Thursday, April 21, 2011

We may Never Recover

Will we recover?  Did we ever really recover from the 2002 downturn?

Even ignoring the issues of "peak oil" or "global warming" there is reason to be concerned that the train has seriously gone of its track.

This according to Mervyn King, the Governor of the Bank of England:
The Governor of the Bank of England warned ...that living standards may never recover from the financial crisis and that households were only just starting to feel the full impact of bankers' mistakes.
Mervyn King told MPs that ordinary people were not to blame for the pain ahead and that he was surprised there had not been more public fury.

"It is not like an ordinary recession where you lose output and get it back quickly," the Governor said when asked if the country would ever recover from a squeeze on living standards on a scale not seen since the 1920s.

"You may not get it back for many years, if ever, and that is a big long-run loss of living standards for all people in this country."

Mr King said that unlike previous recessions, the economy had not needed a shake-up to get industries out of state control or weaken union power and that the people bearing the most pain are blameless.

"They can't look at this and say, 'Okay, something was wrong that has to be put right' and they don't get bonuses on the scale of people in the financial services sector," he told the House of Commons Treasury Committee.

"The cost of this crisis is only now being felt.

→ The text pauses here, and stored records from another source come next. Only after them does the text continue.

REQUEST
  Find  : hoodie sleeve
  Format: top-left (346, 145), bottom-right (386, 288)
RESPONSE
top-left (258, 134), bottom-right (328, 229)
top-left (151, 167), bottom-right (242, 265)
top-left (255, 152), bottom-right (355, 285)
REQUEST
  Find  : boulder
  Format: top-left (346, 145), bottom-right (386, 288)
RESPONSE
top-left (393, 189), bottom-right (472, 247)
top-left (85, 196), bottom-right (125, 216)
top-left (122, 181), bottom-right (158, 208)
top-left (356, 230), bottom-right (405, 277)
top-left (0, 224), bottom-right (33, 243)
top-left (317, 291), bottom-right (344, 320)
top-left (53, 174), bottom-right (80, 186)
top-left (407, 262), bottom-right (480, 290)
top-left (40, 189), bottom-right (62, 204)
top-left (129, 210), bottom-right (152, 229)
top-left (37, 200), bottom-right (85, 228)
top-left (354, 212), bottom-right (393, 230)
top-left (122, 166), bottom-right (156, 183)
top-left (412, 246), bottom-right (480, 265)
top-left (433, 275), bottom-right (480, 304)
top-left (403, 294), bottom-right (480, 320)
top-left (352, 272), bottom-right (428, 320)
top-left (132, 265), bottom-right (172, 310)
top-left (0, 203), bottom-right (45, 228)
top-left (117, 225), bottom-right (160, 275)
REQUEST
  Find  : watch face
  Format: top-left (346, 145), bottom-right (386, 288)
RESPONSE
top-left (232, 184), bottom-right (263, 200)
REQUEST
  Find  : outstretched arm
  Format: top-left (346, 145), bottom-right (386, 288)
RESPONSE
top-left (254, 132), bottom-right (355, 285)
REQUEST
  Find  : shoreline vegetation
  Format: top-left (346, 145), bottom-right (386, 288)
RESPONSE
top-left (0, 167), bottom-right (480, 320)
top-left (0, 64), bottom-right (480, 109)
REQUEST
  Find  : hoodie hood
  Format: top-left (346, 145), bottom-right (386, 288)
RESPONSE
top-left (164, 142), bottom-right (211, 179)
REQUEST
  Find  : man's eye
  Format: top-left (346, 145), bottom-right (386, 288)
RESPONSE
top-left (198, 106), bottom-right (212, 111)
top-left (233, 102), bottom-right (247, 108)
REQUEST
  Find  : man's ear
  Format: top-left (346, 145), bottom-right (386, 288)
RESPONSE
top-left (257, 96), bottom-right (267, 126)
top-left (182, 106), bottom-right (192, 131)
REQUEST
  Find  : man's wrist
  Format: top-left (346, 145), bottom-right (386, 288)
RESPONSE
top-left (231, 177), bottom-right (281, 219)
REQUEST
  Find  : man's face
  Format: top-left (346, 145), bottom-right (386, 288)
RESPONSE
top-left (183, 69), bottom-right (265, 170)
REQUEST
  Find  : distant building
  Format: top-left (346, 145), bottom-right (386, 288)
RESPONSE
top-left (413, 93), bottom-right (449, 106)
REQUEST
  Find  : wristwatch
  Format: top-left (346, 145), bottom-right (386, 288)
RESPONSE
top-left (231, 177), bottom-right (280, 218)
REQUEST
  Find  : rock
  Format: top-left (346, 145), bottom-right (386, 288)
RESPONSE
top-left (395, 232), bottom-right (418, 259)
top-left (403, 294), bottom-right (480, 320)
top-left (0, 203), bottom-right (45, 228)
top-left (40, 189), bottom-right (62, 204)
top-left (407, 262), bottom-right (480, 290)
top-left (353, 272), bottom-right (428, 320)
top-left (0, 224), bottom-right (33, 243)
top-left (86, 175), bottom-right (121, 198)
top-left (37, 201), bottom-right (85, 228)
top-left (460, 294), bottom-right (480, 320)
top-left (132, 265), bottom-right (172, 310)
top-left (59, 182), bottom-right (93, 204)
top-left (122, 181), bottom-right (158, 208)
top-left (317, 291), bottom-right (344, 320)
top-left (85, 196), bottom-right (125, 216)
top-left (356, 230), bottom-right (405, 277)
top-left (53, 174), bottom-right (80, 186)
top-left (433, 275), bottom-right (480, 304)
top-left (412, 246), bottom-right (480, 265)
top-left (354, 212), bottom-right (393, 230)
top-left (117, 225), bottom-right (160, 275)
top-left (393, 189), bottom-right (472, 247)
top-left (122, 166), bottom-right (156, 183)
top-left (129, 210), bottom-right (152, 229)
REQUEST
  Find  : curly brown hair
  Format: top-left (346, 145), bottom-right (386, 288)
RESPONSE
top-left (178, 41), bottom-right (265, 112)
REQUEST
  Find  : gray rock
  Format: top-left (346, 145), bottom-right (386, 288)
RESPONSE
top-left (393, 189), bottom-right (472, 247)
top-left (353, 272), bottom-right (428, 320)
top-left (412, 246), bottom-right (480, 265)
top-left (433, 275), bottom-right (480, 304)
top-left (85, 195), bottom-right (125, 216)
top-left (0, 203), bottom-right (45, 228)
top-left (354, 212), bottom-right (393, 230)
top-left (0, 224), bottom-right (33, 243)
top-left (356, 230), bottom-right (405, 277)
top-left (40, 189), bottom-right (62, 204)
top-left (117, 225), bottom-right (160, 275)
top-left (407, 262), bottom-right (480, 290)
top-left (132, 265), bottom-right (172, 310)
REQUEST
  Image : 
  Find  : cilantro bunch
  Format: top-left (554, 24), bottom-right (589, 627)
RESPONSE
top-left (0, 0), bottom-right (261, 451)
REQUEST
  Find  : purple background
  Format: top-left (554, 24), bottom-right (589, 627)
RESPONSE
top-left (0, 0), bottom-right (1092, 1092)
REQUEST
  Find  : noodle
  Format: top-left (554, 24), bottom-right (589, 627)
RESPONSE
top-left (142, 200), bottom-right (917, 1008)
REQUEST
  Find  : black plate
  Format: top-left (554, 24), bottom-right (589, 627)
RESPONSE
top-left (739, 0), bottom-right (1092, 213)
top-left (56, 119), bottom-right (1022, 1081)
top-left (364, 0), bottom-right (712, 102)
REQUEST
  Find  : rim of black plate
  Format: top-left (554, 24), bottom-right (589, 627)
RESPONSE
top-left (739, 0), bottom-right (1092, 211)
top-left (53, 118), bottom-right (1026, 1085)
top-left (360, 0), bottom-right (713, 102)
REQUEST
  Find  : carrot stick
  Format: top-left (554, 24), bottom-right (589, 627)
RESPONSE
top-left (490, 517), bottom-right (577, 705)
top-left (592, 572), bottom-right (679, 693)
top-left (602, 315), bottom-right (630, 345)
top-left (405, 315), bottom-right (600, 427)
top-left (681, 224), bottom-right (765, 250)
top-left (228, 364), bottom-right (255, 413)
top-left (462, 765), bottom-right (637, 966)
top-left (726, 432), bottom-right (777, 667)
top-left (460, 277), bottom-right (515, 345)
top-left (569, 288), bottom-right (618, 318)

I'm surprised that the degree of anger hasn't been greater." from Sean Farrell, King Says Living Standards May Never Recover, The Independent (of U.K), 3-02-2011.   ht nc.

Riva Froymovich, Wall Street Journal, April 21, 2011
The risk that unemployment remains at current levels after the financial crisis—including in the U.S.—is a major concern, the Organization for Economic Cooperation and Development said in a report Wednesday.
The OECD listed a number of countries where jobless rates had jumped by more than two percentage points since the crisis began. They included the U.K., Italy, Ireland, Greece, Portugal, the U.S.—where the jobless rate has risen five percentage points— and Spain, where the jobless rate has risen more than 12 percentage points.
"A main concern in countries most severely hit is that persistently high levels of unemployment—and a rising share of unemployed workers facing long spells without a job—will eventually result in widespread deterioration of human capital, discouragement and labor-market withdrawal," the OECD said. "The risk is strongest for youth and less-skilled workers who have been disproportionately affected by the rise in unemployment." 
The first piece noted a surprise that there is not more anger.  I thing the anger is somewhat directionless at the moment.  But as the Middle East has shown, that can change.  Of course, it may not change, in which case many (most?) will be slinking into a slow dissolute impecunious oblivion.

3 comments:

Waldow said...

"[most] will be slinking into a slow dissolute impecunious oblivion."

Yes sir. Well put.

I do a lot to try and get people pissed off, and they just don't seem to have it in them anymore. As I like to say, people now are like guitars with broken strings, no tension, hollow.

But "Some men u just can't reach," so there will be a tipping point eventually, but to be very effective I think it needed to happen sometime well before 2000. Probably in about 1980, which coincidentally was circa a pretty bad recession, a hang over from the financial glut of mid-east oil money from the 70s. That black shit's been the whiskey that drove us all onto a reservation.

Waldow said...

The graph from yr previous post "Hitting the Wall" shows clearly the biggest blow in this battle was indeed around 1980.

russell1200 said...

LOL-I am glad you liked that line. I had to look up dissolute to make sure I had the meaning correct.

We choose to borrow our way to prosperity rather than fight. We have done it at the personal, corporate, and country level. Without the borrowing there might have been a fight. Or there might have been some more realistic attitudes about consumption and finance.

Mr. King appears to be making a different version of the "low hanging fruit being already picked" argument. I started to make a point of it, but realized that that argument did not seem to be that relevant to us. Or at least because of the chart you noted, it becomes harder to make the argument that the "improvements" in the management of the U.S. economy post-Reagan were real. Greenspan is no longer universally seen as the Maestro.